Combining FoxP3 and Helios with GARP/LAP markers can identify expanded Treg subsets in cancer patients

Regulatory T cells (Tregs) comprise numerous heterogeneous subsets with distinct phenotypic and functional features. Identifying Treg markers is critical to investigate the role and clinical impact of various Treg subsets in pathological settings, and also for developing more effective immunotherapies. We have recently shown that non-activated FoxP3(−)Helios(+) and activated FoxP3(+/–)Helios(+) CD4(+) T cells express GARP/LAP immunosuppressive markers in healthy donors.

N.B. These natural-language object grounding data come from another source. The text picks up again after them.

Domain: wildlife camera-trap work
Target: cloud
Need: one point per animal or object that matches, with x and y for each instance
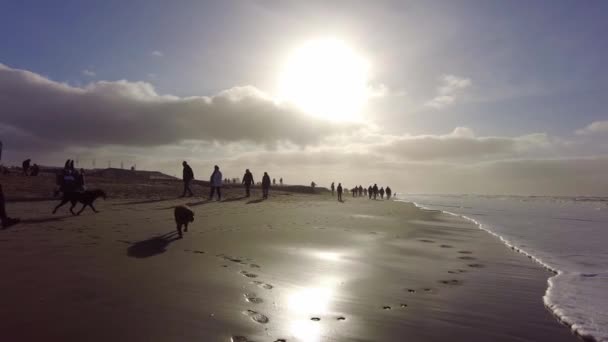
(597, 127)
(460, 144)
(448, 89)
(133, 113)
(88, 73)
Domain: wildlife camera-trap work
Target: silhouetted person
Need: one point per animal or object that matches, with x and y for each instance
(35, 170)
(265, 185)
(26, 166)
(248, 181)
(215, 182)
(6, 221)
(187, 177)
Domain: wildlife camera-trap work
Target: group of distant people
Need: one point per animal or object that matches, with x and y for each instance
(215, 182)
(359, 191)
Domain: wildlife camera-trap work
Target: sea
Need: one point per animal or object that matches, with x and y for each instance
(568, 235)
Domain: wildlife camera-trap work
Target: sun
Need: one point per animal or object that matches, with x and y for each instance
(325, 78)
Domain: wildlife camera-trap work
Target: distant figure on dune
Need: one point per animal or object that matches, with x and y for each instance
(248, 181)
(187, 176)
(183, 216)
(26, 166)
(265, 185)
(215, 182)
(6, 221)
(35, 170)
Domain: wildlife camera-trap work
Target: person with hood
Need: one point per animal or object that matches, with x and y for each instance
(6, 221)
(248, 181)
(265, 185)
(215, 182)
(26, 166)
(187, 176)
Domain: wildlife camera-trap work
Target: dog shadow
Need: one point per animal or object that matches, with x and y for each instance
(152, 246)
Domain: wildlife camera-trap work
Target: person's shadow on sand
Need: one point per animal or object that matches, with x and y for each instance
(152, 246)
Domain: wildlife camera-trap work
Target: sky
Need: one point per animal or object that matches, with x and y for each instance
(489, 97)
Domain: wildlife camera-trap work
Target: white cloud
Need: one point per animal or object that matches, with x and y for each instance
(88, 73)
(597, 127)
(447, 91)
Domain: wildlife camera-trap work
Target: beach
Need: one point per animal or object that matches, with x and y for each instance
(295, 267)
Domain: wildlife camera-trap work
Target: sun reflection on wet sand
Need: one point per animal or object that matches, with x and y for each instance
(307, 303)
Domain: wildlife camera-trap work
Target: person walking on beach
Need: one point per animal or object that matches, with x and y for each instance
(265, 185)
(188, 176)
(248, 181)
(26, 166)
(215, 182)
(6, 221)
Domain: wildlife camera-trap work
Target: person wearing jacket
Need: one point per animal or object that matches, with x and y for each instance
(188, 176)
(248, 181)
(265, 185)
(215, 182)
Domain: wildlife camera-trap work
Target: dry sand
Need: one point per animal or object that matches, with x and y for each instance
(293, 268)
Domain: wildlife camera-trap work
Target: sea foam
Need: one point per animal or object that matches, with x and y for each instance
(567, 235)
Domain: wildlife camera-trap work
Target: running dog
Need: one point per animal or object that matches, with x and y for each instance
(86, 197)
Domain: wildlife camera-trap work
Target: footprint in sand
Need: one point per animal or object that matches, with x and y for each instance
(253, 298)
(249, 275)
(451, 282)
(262, 285)
(256, 316)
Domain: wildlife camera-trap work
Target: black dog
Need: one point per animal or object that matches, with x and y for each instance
(86, 198)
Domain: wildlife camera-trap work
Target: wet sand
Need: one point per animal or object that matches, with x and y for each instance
(293, 268)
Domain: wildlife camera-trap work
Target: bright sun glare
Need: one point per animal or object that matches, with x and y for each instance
(325, 78)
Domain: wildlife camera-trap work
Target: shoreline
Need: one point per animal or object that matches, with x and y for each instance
(268, 269)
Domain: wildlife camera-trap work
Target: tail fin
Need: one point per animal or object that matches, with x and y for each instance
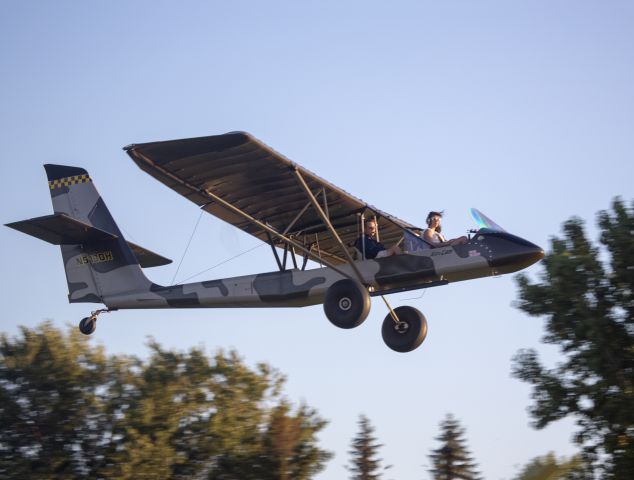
(99, 268)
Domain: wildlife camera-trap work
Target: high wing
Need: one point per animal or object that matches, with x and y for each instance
(241, 180)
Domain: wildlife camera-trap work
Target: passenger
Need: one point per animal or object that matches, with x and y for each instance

In this study we report similar observations in the peripheral blood of patients with pancreatic cancer (PC) and liver metastases from colorectal cancer (LICRC). Comparing levels of different Treg subpopulations in cancer patients and controls, we report that in PC patients, and unlike LICRC patients, there was no increase in Treg levels as defined by FoxP3 and Helios. However, defining Tregs based on GARP/LAP expression showed that FoxP3(−)LAP(+) Tregs in non-activated and activated settings, and FoxP3(+)Helios(+)GARP(+)LAP(+) activated Tregs were significantly increased in both groups of patients, compared with controls. This work implies that a combination of Treg-specific markers could be used to more accurately determine expanded Treg subsets and to understand their contribution in cancer settings. Additionally, GARP(−/+)LAP(+) CD4(+) T cells made IL-10, and not IFN-γ, and levels of IL-10-secreting CD4(+) T cells were elevated in LICRC patients, especially with higher tumor staging. Taken together, our results indicate that investigations of Treg levels in different cancers should consider diverse Treg-related markers such as GARP, LAP, Helios, and others and not only FoxP3 as a sole Treg-specific marker.